Deployment Guide¶

PROTEA supports five deployment modes. Choose the mode that matches your infrastructure; all modes run the same service set (postgres, rabbitmq, api, workers, frontend) with the same environment variables.

Deployment modes at a glance ¶

Mode	When to use	Entry point
docker-compose dev	Local development, single host	`bash scripts/deploy.sh` (see Mode 1: docker-compose dev stack)
docker-compose bundle	Smoke-test from pre-built images, laptop or CI	`docker compose -f docker-compose.bundle.yml up` (see Mode 2: docker-compose bundle (T-OPS.2))
Docker Swarm	Multi-node production cluster, no Kubernetes (T-OPS.4)	`docker stack deploy -c deploy/swarm/stack.yml protea` (see Mode 3: Docker Swarm stack (T-OPS.4))
Helm / Kubernetes	Kubernetes cluster (T-OPS.3, CI pending)	`helm install protea deploy/helm/protea/` (see Mode 4: Helm chart on Kubernetes (T-OPS.3))
SLURM	HPC cluster, Slurm workload manager (T-OPS.5, in flight)	`deploy/slurm/` templates (see Mode 5: SLURM templates (T-OPS.5, in flight))

Telemetry variables apply across all modes; see Observability: OpenTelemetry SDK for the PROTEA_OTEL_* variable reference.

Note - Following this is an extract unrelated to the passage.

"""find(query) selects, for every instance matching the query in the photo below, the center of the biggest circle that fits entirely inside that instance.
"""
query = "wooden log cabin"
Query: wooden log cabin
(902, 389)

Prerequisites (all modes)¶

Docker 24+ installed on every node that runs containers.
Python 3.11+ and Poetry (dev mode only).
Access to ghcr.io/frapercan/protea (bundle, Swarm, Helm modes pull pre-built images; dev mode builds locally).
A valid .env or environment override for non-default secrets (see per-mode sections below).

Mode 1: docker-compose dev stack ¶

The canonical local development workflow. Images are built from the local source tree; a dedicated deploy slot is kept at ~/Thesis2/worktrees/protea-deploy so the developer’s working tree can move freely without disturbing a running stack.

Setup (once)

Create the deploy slot if it does not exist:

git worktree add ~/Thesis2/worktrees/protea-deploy \
  -b feat/deploy-tooling origin/develop

Deploy

# Update the slot to origin/develop, build frontend, start stack.
bash scripts/deploy.sh

# Deploy a specific branch or SHA.
bash scripts/deploy.sh my-feature-branch

# Skip the frontend build (faster for back-end iteration).
bash scripts/deploy.sh --no-build

# Deploy from a local folder snapshot (skips git).
bash scripts/deploy.sh --from /path/to/snapshot

Status and stop

bash scripts/deploy.sh --status
bash scripts/deploy.sh --stop

--status prints the active branch/SHA, API health, and frontend health. The API is available at http://localhost:8000; the frontend at http://localhost:3000.

GPU detection

deploy.sh auto-detects the presence of NVIDIA drivers via nvidia-smi. When a GPU is available, it swaps the PyTorch wheel to the cu128 build post-install. Override with PROTEA_DEPLOY_GPU=1|0|auto (default auto). Older CUDA wheels are still reachable via CUDA_VARIANT=cu121 (or cu118) when invoking scripts/install_gpu_torch.sh directly.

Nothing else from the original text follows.